While 63% of Tory voters believe the British Empire has done more good than harm, this was only true for 21% of those who supported Labor in the last election.

Sixty-one percent of Tory voters have a largely positive opinion of Churchill, compared to just 22 percent of Labor voters.

Nationally, 36% of the public have a positive opinion of Churchill and only 7% have a negative opinion.

The British Empire also enjoys strong support, with 38% saying it has done more good than harm and 29% saying the opposite.

And 42% of the public say Britain should be more proud of its role in ending the Atlantic slave trade than ashamed of having participated in it, while 30% think the opposite.

However, only 24% of 18-24 year olds say Britain should be “more proud” compared to 45% who say the country should be “more ashamed”.

That compares with 61% of people aged 65 and over saying Britain should be ‘prouder’, with just 23% opting for ‘more shameful’.

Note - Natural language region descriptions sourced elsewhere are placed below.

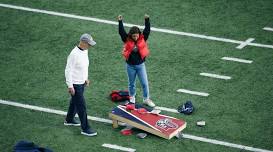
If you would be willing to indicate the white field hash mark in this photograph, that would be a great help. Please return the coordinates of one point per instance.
(193, 92)
(216, 76)
(118, 147)
(236, 60)
(247, 42)
(268, 29)
(192, 137)
(130, 25)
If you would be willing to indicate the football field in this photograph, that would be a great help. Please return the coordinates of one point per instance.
(217, 54)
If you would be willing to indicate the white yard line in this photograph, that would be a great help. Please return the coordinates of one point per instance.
(247, 42)
(192, 137)
(236, 60)
(118, 147)
(130, 25)
(193, 92)
(217, 142)
(268, 29)
(216, 76)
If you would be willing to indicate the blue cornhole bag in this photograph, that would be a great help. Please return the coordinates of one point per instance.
(27, 146)
(186, 108)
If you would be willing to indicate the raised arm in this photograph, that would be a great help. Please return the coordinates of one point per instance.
(147, 29)
(121, 30)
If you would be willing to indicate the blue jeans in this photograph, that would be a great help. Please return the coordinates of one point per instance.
(140, 71)
(77, 105)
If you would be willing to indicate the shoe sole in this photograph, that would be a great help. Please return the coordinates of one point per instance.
(69, 124)
(90, 135)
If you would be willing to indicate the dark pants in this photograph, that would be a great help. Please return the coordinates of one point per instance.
(77, 105)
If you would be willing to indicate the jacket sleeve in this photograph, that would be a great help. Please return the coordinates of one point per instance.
(147, 29)
(68, 70)
(122, 32)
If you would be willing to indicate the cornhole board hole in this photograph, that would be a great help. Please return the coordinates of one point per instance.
(157, 124)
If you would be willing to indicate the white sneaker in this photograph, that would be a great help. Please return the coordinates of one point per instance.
(132, 100)
(149, 102)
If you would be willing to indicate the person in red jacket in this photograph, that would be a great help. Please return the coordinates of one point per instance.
(135, 51)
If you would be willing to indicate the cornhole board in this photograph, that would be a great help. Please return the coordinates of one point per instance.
(157, 124)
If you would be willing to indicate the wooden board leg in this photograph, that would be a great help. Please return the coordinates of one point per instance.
(115, 123)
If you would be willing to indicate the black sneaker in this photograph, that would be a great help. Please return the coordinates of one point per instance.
(89, 133)
(72, 123)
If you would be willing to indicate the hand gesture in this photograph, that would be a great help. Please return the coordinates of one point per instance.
(119, 17)
(146, 16)
(71, 91)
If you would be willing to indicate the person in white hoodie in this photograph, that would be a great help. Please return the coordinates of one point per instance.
(76, 74)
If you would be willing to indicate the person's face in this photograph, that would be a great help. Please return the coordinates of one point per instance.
(135, 37)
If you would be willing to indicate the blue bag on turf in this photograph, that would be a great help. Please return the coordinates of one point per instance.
(186, 108)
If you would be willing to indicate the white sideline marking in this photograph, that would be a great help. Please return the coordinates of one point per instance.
(193, 92)
(167, 109)
(118, 147)
(236, 59)
(192, 137)
(268, 28)
(130, 25)
(247, 42)
(215, 76)
(47, 110)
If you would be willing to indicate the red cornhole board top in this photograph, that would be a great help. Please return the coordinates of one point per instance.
(161, 125)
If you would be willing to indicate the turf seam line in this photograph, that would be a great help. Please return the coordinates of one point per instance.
(118, 147)
(188, 136)
(236, 60)
(215, 76)
(130, 25)
(268, 29)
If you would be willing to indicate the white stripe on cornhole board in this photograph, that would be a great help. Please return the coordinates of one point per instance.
(118, 147)
(268, 29)
(193, 92)
(192, 137)
(243, 44)
(236, 60)
(215, 76)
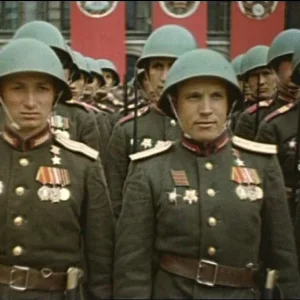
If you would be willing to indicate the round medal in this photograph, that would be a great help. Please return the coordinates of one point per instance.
(44, 193)
(64, 194)
(241, 192)
(54, 194)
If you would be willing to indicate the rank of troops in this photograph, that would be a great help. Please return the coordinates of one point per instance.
(180, 184)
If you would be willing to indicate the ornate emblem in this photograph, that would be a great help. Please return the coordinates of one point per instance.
(179, 9)
(257, 9)
(97, 9)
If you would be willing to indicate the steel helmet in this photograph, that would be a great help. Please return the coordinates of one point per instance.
(169, 41)
(199, 63)
(31, 55)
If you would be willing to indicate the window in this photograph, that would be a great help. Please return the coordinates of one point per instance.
(292, 13)
(138, 16)
(13, 14)
(219, 17)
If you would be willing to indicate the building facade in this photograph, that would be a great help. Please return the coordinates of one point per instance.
(139, 17)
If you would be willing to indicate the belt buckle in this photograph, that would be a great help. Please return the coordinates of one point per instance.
(206, 282)
(19, 287)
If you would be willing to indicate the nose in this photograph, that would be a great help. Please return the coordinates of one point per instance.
(205, 107)
(30, 100)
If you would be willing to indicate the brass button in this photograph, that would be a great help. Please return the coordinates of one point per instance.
(20, 191)
(208, 166)
(17, 251)
(24, 162)
(212, 222)
(211, 251)
(173, 123)
(211, 192)
(18, 221)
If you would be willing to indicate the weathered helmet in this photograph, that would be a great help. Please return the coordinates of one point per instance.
(82, 65)
(296, 64)
(31, 55)
(95, 69)
(236, 64)
(199, 63)
(49, 34)
(282, 45)
(108, 65)
(169, 41)
(254, 58)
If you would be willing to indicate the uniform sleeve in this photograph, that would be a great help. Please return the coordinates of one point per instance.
(278, 245)
(245, 127)
(88, 130)
(104, 131)
(266, 134)
(98, 234)
(117, 166)
(134, 240)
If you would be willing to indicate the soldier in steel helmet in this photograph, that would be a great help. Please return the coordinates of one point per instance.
(262, 85)
(71, 118)
(149, 126)
(58, 208)
(279, 59)
(211, 206)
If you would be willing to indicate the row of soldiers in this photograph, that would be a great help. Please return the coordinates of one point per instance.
(169, 188)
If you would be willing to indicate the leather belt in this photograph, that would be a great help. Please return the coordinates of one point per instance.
(209, 273)
(23, 278)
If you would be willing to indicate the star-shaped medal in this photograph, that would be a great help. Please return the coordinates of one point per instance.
(55, 150)
(146, 143)
(56, 160)
(292, 144)
(190, 196)
(239, 162)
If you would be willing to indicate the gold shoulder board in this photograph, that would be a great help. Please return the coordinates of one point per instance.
(77, 146)
(254, 146)
(151, 152)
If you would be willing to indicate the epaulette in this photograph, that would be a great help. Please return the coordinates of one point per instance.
(281, 110)
(253, 108)
(78, 104)
(152, 152)
(105, 108)
(141, 112)
(77, 146)
(254, 146)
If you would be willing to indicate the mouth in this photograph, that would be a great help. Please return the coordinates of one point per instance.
(205, 124)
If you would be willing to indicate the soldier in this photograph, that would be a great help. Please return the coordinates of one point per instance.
(211, 206)
(281, 128)
(58, 199)
(151, 126)
(70, 118)
(262, 84)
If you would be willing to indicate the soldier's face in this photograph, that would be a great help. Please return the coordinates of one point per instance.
(109, 79)
(157, 73)
(202, 107)
(29, 98)
(262, 83)
(77, 86)
(284, 72)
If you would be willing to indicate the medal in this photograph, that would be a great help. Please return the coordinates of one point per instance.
(44, 193)
(54, 194)
(190, 196)
(241, 192)
(64, 194)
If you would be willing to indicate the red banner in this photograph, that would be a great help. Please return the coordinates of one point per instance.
(98, 30)
(189, 14)
(255, 23)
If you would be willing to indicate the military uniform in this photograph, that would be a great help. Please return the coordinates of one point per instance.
(188, 203)
(153, 127)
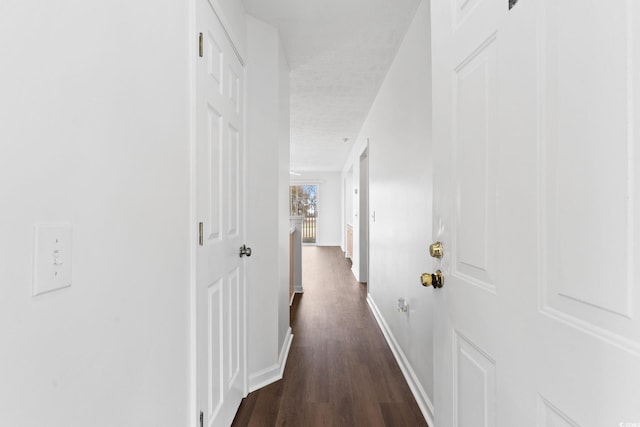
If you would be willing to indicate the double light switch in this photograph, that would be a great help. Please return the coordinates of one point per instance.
(52, 257)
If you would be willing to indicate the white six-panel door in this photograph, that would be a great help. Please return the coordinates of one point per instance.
(536, 186)
(220, 287)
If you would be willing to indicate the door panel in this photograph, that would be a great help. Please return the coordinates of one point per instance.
(220, 287)
(474, 136)
(583, 212)
(536, 202)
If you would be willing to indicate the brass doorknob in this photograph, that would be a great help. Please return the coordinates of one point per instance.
(435, 250)
(245, 251)
(436, 279)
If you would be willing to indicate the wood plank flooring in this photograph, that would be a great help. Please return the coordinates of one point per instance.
(340, 370)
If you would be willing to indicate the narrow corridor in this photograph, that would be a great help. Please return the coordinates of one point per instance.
(340, 370)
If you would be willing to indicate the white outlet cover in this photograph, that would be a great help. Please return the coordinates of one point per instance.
(52, 257)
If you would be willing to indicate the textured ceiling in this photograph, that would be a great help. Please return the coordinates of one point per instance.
(339, 52)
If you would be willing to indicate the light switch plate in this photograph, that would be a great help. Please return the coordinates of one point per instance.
(52, 257)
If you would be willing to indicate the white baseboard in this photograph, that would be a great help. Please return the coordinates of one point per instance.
(425, 404)
(273, 373)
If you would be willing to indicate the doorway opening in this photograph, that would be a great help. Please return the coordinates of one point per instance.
(304, 202)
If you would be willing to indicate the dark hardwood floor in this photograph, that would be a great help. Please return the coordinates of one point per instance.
(340, 370)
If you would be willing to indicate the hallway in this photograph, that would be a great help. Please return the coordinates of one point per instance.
(340, 370)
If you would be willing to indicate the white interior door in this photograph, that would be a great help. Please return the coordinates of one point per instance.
(536, 192)
(220, 288)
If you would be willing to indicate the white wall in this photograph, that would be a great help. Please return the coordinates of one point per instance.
(232, 14)
(283, 195)
(267, 202)
(94, 131)
(329, 227)
(399, 131)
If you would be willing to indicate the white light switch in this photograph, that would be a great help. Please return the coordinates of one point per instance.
(52, 257)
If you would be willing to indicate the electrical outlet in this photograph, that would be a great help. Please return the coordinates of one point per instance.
(52, 257)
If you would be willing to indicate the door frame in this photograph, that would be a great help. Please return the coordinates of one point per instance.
(192, 64)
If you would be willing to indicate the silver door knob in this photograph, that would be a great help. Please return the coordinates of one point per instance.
(244, 250)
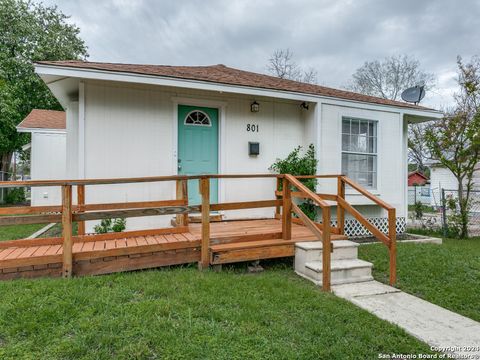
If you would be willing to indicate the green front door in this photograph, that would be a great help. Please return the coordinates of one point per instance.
(198, 147)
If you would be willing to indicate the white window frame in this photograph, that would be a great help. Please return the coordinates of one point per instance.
(376, 153)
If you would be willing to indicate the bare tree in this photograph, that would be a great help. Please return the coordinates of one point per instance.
(417, 149)
(454, 141)
(282, 65)
(389, 77)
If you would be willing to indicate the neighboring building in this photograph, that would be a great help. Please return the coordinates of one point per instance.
(47, 152)
(416, 178)
(146, 120)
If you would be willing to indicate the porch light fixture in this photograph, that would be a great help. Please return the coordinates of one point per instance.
(304, 105)
(255, 107)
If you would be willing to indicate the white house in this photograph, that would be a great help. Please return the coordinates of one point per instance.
(146, 120)
(47, 152)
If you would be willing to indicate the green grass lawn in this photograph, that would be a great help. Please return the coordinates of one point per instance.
(447, 275)
(182, 313)
(13, 232)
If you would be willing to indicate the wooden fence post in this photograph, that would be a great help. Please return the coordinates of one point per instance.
(326, 249)
(287, 211)
(205, 251)
(392, 234)
(81, 203)
(182, 194)
(340, 209)
(67, 230)
(278, 214)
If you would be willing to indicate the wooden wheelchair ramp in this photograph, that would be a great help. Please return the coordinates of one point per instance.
(231, 241)
(207, 243)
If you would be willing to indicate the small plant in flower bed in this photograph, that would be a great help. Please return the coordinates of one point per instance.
(297, 163)
(110, 225)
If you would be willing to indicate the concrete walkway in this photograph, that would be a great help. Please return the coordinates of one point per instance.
(445, 330)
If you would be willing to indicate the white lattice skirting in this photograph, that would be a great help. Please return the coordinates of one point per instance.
(356, 230)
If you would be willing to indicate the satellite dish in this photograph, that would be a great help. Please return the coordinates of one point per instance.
(414, 94)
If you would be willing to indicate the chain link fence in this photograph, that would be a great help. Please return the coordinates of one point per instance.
(7, 176)
(450, 209)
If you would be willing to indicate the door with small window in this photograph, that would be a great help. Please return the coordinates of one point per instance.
(359, 151)
(198, 147)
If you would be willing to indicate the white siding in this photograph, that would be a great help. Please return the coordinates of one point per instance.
(48, 154)
(129, 133)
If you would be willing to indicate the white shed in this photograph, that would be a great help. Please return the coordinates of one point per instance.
(47, 152)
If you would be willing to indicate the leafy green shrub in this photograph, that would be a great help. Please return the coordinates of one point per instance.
(297, 163)
(110, 225)
(418, 208)
(15, 196)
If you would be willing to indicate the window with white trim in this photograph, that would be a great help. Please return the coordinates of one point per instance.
(359, 151)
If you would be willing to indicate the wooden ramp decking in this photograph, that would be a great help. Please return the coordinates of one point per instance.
(231, 241)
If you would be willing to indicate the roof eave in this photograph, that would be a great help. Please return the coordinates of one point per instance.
(96, 74)
(44, 130)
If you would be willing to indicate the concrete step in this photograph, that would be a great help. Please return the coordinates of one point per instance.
(343, 271)
(312, 251)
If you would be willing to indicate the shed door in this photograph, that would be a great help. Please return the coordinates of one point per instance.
(198, 147)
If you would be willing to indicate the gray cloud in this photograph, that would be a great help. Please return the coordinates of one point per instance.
(334, 37)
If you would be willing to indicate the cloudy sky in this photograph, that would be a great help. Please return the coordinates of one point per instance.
(334, 37)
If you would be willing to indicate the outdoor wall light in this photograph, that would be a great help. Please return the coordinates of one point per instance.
(255, 107)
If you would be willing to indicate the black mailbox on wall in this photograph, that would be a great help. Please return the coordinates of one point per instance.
(253, 148)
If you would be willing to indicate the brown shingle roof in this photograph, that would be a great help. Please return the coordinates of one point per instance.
(44, 119)
(225, 75)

Liberal Democrat voters were the most likely (25%) to say children receive a balanced education, ahead of Conservative voters (21%) and Labor voters (17%).

The findings follow high-profile controversies over whether statues and monuments linked to slavery should be removed.

Policy Exchange launched a “History Matters” project in 2020 – led by former Equality and Human Rights Commission chair Sir Trevor Phillips – to “address widespread national concerns about the growing trend of alter public history and heritage without due process”.

He said: “We have recently plotted the popular appetite for the destruction of past narratives through real-world votes on changing names, moving statues, etc., carried out by the relevant authorities, such as councils local.

“Almost without exception, the response from the people has been: explain it better by all means, but please leave it alone. It’s part of who and what we are, and you who take it taxpayers’ money should have better things to do than destroy our past.

Churchill’s biographer Mr Roberts praised Policy Exchange for ‘doing its best to change historical ignorance and prejudice’ but said it was ‘an uphill and currently losing battle “.

A spokeswoman for the Department for Education said: ‘We are helping schools teach students the analytical skills needed to think critically, weigh evidence, sift through arguments and develop perspective and judgement.

“It builds on our Political Impartiality Guidance, which provides students with a full and nuanced understanding of our history and contextualizes how Britain has influenced and been influenced by different societies.

“Earlier this year, we also created an expert group of historians, history teachers and school leaders to develop a new knowledge-rich model history curriculum by 2024 that will support a high quality education from our complex past.”